Languishing over liability
Of the 5 key principles, the proposal to shift liability for cybersecurity failures away from individuals and small businesses to organizations that are “most capable” at reducing risks has received the most attention. Speaking at a press conference shortly after the publication of the National Cybersecurity Strategy, Acting National Cyber Director, Kemba Walden said:
“Today, across the public and private sectors, we tend to devolve responsibility for cyber risks downwards. We ask individuals, small businesses, and local governments to shoulder a significant burden for defending us all. This isn’t just unfair, it’s ineffective.
The biggest, most capable, and best-positioned actors in our digital ecosystem can and should shoulder a greater share of the burden for managing cyber risk and keeping us all safe. This strategy asks more of industry, but also commits more from the federal government.”
Responsibility and liability for cybersecurity failures has long been a topic for debate, and the White House is making its position clear within the new Cybersecurity Strategy. Responsibility is always challenging, especially when the ultimate goal is constantly shifting, with a far-from-perfect chance of success. Indeed, the new strategy addresses this challenge, noting that any changes in liability will be implemented “while recognizing that even the most advanced software security programs cannot prevent all vulnerabilities”.
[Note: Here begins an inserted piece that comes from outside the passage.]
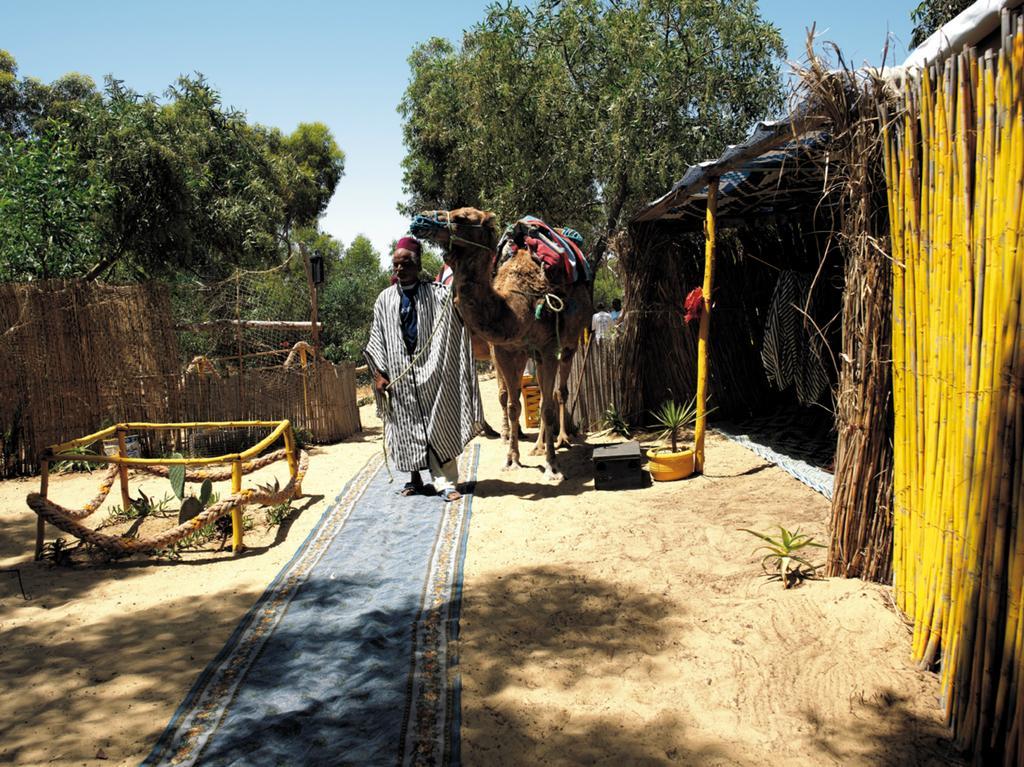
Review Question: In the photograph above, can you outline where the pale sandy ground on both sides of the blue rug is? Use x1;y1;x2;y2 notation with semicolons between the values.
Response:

While some view the idea of “rebalancing” as a bold step from the Biden-Harris Administration, it must be acknowledged that the new strategy will have to see most plans pass through a currently divided Congress before being approved or implemented. This has not gone unnoticed by some in the industry, with some commenting that the changes are not so much “bold” as they are an engagement in a wider discourse around liability and responsibility more generally, with little certainty that such changes will actually be implemented. Others have noted that similar liability-driven proposals have been debated in the past, to little avail.
As ever, the notion of increased responsibility also brings to the fore questions around innovation and growth. It has often been said that regulation is the killer of innovation. The same could potentially be true of the U.S. government’s move to shift liability. As the strategy notes:
“Companies that make software must have the freedom to innovate, but they must also be held liable when they fail to live up to the duty of care they owe consumers, businesses, or critical infrastructure providers.”
The White House will need to tread carefully to ensure that any increased burden is not so stifling as to deter organizations from becoming those that are “most capable” or “best positioned” to reduce risks. For now, these parameters lack clarity and it remains to be seen what institutions the strategy will shift responsibility to, or what that might entail.